The circuit contains two diodes each with a forward resistance of 50 $$\Omega$$ and with infinite reverse resistance. If the battery voltage is 6 V, the current through the 120 $$\Omega$$ resistance is ______ mA

In the given circuit (see the figure in the question) the 6 V battery is connected in such a way that both diodes are forward-biased, while their reverse directions are never called upon; hence the reverse resistance (infinite) is irrelevant for the present polarity.

Whenever a silicon diode conducts, it is replaced by the forward-equivalent model
   • a constant junction drop of about $$0.7\;\text{V}$$, and
   • a dynamic (ohmic) forward resistance $$r_f = 50\;\Omega$$ (given in the statement).

Tracing the only closed path from the positive terminal of the battery back to its negative terminal, we encounter in succession:

$$\text{Battery }(6\;\text{V}) \;\rightarrow\; \text{Diode 1 }(0.7\;\text{V} + 50\;\Omega) \;\rightarrow\; 120\;\Omega \text{ resistor} \;\rightarrow\; \text{Diode 2 }(0.7\;\text{V} + 50\;\Omega) \;\rightarrow\; \text{back to battery.}$$

Thus the net series combination facing the battery is

Voltage drops due to junctions   : $$0.7 + 0.7 = 1.4\;\text{V}$$
Ohmic resistances in series  : $$50 + 120 + 50 = 220\;\Omega$$.

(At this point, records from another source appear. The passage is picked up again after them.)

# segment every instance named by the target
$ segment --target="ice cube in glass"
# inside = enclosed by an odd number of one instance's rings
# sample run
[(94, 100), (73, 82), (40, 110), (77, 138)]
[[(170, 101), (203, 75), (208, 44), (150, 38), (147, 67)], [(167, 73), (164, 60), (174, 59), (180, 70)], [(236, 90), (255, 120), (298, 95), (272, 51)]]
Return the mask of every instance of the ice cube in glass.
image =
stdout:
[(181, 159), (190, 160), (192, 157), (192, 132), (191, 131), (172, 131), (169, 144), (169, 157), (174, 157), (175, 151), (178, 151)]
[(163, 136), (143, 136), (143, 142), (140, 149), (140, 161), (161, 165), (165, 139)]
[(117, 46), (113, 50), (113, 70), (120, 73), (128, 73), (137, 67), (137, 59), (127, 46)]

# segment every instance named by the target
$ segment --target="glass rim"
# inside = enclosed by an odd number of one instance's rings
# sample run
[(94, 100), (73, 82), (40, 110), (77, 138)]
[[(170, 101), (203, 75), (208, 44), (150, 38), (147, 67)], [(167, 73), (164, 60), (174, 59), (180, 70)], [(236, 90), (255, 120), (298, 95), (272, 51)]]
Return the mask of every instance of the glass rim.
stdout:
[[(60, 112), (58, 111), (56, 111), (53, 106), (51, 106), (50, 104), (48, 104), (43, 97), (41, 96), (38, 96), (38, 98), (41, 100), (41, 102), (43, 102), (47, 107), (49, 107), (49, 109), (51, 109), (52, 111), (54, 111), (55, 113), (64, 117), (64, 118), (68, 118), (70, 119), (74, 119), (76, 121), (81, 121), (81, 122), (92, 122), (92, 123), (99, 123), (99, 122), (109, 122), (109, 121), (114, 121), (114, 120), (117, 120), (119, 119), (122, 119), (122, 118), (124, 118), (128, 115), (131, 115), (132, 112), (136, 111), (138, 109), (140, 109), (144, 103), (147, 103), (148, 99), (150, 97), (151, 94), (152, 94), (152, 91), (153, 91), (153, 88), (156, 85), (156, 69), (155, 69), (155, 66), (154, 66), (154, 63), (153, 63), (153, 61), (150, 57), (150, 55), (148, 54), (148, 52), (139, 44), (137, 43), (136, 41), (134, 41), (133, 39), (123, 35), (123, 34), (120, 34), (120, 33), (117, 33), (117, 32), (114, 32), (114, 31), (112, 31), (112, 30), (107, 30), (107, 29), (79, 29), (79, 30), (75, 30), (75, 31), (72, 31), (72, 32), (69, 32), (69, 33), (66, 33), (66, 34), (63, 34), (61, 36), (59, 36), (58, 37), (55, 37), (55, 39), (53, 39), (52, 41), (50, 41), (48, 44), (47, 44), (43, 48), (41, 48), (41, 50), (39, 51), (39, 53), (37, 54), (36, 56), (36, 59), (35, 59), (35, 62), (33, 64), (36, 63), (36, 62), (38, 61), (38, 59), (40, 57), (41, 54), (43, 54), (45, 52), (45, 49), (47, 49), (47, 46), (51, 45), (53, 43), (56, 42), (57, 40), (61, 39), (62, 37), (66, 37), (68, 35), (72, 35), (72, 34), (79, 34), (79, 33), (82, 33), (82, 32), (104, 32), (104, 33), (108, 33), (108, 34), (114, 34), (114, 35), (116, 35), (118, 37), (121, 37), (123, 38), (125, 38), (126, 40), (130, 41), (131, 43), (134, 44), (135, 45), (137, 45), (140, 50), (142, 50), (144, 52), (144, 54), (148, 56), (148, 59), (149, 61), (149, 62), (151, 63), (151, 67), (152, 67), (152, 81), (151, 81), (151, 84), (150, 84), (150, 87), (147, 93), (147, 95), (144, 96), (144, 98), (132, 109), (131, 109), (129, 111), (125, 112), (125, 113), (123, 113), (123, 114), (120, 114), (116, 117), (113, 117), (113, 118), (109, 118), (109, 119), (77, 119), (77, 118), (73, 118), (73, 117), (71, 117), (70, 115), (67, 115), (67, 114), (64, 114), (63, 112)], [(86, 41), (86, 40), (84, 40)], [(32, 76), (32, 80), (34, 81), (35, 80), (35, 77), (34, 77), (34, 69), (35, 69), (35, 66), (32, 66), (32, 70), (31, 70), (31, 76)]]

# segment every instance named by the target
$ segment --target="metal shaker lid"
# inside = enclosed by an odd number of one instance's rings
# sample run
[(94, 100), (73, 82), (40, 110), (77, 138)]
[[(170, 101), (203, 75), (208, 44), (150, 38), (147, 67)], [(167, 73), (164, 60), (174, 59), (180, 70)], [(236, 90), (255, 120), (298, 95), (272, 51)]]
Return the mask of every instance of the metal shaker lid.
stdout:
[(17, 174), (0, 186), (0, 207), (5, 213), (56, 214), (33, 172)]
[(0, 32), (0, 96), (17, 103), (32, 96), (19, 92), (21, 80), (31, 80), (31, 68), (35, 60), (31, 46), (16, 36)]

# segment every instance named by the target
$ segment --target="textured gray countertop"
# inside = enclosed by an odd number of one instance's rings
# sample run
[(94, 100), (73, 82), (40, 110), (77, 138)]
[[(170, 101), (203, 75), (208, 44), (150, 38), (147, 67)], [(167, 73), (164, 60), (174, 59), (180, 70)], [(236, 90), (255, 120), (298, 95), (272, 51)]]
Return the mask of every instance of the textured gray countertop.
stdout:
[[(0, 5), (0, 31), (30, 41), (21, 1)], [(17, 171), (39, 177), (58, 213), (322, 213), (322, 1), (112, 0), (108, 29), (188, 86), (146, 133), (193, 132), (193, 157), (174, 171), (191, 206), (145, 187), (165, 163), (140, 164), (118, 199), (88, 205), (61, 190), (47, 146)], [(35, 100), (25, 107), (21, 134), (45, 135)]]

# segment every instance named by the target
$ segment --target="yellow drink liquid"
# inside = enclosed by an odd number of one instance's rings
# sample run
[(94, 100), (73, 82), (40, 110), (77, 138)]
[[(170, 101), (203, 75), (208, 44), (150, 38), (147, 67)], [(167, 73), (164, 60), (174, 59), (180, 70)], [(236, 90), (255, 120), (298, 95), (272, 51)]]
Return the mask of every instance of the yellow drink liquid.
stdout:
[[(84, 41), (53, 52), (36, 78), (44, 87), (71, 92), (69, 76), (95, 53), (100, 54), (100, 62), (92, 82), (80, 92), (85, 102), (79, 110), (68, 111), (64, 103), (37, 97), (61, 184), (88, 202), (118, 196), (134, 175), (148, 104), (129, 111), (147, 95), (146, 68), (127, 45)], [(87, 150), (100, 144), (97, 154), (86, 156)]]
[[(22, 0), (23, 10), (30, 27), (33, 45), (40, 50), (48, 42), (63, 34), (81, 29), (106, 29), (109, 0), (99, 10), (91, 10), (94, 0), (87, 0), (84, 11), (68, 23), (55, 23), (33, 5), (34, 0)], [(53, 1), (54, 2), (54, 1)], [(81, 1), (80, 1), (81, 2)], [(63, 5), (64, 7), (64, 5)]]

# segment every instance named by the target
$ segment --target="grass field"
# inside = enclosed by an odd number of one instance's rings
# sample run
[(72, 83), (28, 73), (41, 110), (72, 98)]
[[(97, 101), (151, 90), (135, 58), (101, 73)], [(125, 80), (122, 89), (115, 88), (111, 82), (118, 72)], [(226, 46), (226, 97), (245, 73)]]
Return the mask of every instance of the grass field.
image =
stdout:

Applying Kirchhoff’s Voltage Law (sum of rises = sum of drops):

$$6\;-\;1.4 \;=\; I \times 220$$
$$\Rightarrow\; I \;=\; \frac{4.6}{220}\;\text{A}$$
$$\Rightarrow\; I \;\approx\; 0.0209\;\text{A} \;=\; 20\;\text{mA (to two-significant-figure accuracy).}$$

The same current flows through every element in this single-loop circuit, hence the current through the $$120\;\Omega$$ resistor is about $$20\;\text{mA}$$, matching the required answer.